The group of nerve cells involved in the search for food may function as a “glucostat,” somehow becoming active when their glucose level falls below a certain critical amount. Their impulses direct complex neuromuscular mechanisms to obtain food, digest it, and distribute it “to all parts of the body for nourishment” (as Galen said nearly two millennia ago). When the cell glucose rises to the critical level, the “glucostat” shuts off, and the cells in the food-intake center become quiescent. A nearby group of food-satisfaction cells, working in opposition to the food-intake center, elicits feelings of comfort, satiation, and well-being.
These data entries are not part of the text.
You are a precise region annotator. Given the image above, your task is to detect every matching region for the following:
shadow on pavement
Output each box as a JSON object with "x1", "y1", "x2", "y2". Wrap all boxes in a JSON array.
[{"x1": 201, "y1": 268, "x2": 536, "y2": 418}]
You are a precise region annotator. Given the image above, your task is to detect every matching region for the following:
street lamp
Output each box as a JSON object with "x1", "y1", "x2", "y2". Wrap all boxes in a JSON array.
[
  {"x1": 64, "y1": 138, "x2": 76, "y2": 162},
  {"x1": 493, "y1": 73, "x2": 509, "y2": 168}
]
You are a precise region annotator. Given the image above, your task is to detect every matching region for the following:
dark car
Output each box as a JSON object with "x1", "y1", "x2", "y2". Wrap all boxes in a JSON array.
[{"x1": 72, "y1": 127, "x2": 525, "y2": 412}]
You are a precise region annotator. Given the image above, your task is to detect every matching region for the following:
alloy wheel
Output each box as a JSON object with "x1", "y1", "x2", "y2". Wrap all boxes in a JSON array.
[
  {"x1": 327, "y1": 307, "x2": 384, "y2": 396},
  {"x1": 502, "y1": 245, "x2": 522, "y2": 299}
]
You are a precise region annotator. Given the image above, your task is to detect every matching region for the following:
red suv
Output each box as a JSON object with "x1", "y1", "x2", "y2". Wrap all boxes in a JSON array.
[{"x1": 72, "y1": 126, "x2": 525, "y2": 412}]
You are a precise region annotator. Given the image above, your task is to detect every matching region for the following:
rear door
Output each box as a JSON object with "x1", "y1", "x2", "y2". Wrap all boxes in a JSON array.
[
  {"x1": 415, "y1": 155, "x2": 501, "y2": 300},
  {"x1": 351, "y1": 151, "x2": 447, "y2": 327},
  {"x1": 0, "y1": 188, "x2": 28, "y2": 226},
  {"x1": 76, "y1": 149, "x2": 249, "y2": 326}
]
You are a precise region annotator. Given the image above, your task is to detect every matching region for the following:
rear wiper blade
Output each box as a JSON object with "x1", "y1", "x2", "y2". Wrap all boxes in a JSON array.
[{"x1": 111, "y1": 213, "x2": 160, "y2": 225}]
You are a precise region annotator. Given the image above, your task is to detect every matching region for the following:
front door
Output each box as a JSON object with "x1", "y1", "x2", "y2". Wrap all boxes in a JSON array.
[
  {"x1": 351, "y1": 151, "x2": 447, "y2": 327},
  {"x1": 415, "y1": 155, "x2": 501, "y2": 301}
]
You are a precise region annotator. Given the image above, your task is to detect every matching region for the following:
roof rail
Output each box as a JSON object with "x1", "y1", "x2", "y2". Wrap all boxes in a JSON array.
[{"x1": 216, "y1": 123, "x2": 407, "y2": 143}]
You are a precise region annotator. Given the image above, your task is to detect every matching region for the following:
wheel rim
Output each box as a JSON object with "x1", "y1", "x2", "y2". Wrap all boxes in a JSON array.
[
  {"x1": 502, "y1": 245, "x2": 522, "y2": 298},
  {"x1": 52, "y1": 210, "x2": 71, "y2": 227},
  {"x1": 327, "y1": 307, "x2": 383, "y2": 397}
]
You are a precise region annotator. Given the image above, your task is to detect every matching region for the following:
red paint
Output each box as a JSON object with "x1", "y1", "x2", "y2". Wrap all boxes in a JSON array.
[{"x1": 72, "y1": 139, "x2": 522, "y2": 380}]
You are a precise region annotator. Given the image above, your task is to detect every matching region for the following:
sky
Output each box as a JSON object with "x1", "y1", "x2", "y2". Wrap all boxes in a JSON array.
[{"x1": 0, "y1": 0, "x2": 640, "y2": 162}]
The feeling of satisfaction after a good meal, functioning in a primitive form in fishes and lower vertebrates, can be conditioned, as Russian physiologists enjoy demonstrating. In higher vertebrates, including ourselves, this feeling, so critical for our activity and welfare, begins to be conditioned from the first meal at our mother’s breast. The snug sense of warmth, comfort, security, and well-being, neatly summarized in the word “satisfaction,” is deeply imprinted, and we learn quickly to search and research for it.

Here, then, is a basic biological answer to our question, why search and research: it is because we seek satisfaction through whatever conditional reflex produces this sensation. Even beneath the highly sophisticated methodology of scientific research, the goal of personal satisfaction through achievement remains paramount, no matter how we may try to disguise it as status or other symbols of prestige.

The group of brain-stem cells that regulate the drive for sex may be governed by a different chemostat—one dependent on the internal metabolic build-up of a variety of polarizable amines, such as 5-hydroxytryptamine, epinephrine, norepinephrine, acetylcholine, histamine, and many others, even including ammonia. All of these, by influencing ion migration in relation to cell surfaces, may gradually develop a “charge” on the cells. Here popular and scientific language coincide!

The accumulating charge in the limbic system cells associated with species preservation activates a great complex of neuromuscular-sensory feedback mechanisms. Mental, muscular, visceral, and autonomic tensions mount until “discharge” creates an orgasm. After the accumulated amines spill out of the cell, as can be deduced from the effects of “quieting” drugs such as reserpine, the cells “depolarize” and become quiescent. The individual relaxes, feeling comfortable, successful, and, in short, satisfied.

Here again, we humans are susceptible to extensive conditioning. Although we may sublimate this sense of satisfaction intellectually, emotionally, or physically, the cycle of subconscious search and research for its achievement continues. The curiosity that is the basis for our endeavors to search and research is more than free-wheeling intelligence: it seems to be part of the unconscious neurochemistry and physiology of our hypothalamus and limbic system, rooted in the biological drives for individual and species survival. Parents and social forces, through our hopes of reward or fears of punishment, teach us the broad satisfactions possible from our search and research in living—whether reflected in the simple curiosities of children or in the sophisticated investigations of scientists.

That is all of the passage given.